Contract Testing: Keeping Services Honest
- ShiftQuality Contributor
- Jul 17, 2025
- 5 min read
The previous posts in this path covered systems that test themselves and observability by design. This post addresses the testing gap that observability cannot fill: verifying that the agreements between services — the contracts — remain valid as services evolve independently.
In a monolith, the compiler catches interface mismatches. Change a method signature and every caller that passes the wrong arguments fails to compile. In a distributed system, services communicate over HTTP, message queues, and event streams. There is no compiler. Service A changes its response format on Tuesday. Service B, which depends on that format, does not find out until Wednesday — in production, at 3 AM, when a customer reports a broken checkout flow.
Contract testing prevents this by making the implicit promises between services explicit and verifiable.
What Is a Contract?
A contract is the agreement between a service provider (the service that produces data) and a service consumer (the service that uses that data). The contract specifies what the consumer expects: the shape of the response, the fields that must be present, the types of those fields, and the meanings of status codes.
Critically, the contract represents what the consumer actually uses — not the entire provider API. If the provider returns 50 fields and the consumer only reads 3 of them, the contract covers those 3 fields.
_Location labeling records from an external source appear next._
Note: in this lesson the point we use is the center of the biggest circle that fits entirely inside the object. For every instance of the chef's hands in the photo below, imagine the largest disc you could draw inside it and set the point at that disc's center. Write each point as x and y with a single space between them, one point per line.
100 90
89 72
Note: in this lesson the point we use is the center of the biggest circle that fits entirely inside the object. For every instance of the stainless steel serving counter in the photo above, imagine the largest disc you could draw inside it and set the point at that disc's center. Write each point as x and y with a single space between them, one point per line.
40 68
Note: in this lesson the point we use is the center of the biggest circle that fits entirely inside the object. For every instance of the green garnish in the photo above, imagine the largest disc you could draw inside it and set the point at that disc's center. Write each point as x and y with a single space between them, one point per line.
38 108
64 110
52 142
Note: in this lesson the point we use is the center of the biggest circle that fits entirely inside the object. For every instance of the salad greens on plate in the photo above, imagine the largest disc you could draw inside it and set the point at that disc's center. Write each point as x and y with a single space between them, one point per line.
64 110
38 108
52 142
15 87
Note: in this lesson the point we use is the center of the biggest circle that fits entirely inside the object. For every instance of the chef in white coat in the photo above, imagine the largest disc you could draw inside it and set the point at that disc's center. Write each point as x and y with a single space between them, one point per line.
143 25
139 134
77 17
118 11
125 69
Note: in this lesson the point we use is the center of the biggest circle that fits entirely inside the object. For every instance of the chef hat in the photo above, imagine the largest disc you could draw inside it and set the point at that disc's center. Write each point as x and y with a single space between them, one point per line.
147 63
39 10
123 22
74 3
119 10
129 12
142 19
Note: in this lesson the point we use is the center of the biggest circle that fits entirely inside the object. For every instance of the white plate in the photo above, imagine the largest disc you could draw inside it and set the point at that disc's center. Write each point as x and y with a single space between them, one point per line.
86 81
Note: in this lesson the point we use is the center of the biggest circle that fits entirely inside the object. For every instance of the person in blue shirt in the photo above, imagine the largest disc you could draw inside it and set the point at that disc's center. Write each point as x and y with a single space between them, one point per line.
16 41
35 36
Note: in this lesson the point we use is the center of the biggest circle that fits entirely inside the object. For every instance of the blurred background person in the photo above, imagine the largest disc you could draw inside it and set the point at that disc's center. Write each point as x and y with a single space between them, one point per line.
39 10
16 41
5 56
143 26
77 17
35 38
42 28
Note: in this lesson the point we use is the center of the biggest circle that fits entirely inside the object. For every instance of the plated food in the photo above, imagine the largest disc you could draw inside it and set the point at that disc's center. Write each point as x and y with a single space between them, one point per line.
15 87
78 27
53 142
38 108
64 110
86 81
The provider is free to change the other 47 fields without breaking the contract.
This consumer-driven approach is the key insight. The consumer defines what it needs. The provider verifies that it still provides what the consumer needs. As long as the contract holds, both services can evolve independently. The provider can add new fields, refactor internal implementations, and change unused endpoints without risk — because the contract tests verify that the fields the consumer depends on are still present and correct.
How Contract Testing Works
The workflow has two sides, and they run independently.
Consumer side. The consumer team writes a test that specifies the interaction they expect. "When I call GET /orders/123, I expect a JSON response with fields: id (integer), status (string), total (number), items (array)." This specification — the pact — is generated as an artifact and published to a shared location (typically a Pact Broker or similar registry).
Provider side. The provider team runs verification tests against every published pact. The test replays the consumer's expected request against the actual provider and verifies that the response matches what the consumer expects. If it matches, the contract holds. If it does not, the provider knows — before deployment — that a consumer will break.
This decoupling is what makes contract testing practical at scale. The consumer and provider do not need to be running simultaneously. The consumer's pact is a static artifact. The provider verifies against it in its own CI pipeline, on its own schedule. No shared test environments. No coordination between teams.
When Integration Tests Fall Short
Integration tests verify that services work together by running them in a shared environment and exercising end-to-end workflows. This approach has three problems that contract testing solves.
Speed. Integration tests require standing up multiple services, databases, and dependencies. They are slow to set up, slow to run, and flaky because of environmental issues. Contract tests run against a single service and execute in seconds.
Independence. Integration tests require all services to be available and running compatible versions simultaneously. A broken test environment blocks everyone. Contract tests run in each service's CI pipeline independently.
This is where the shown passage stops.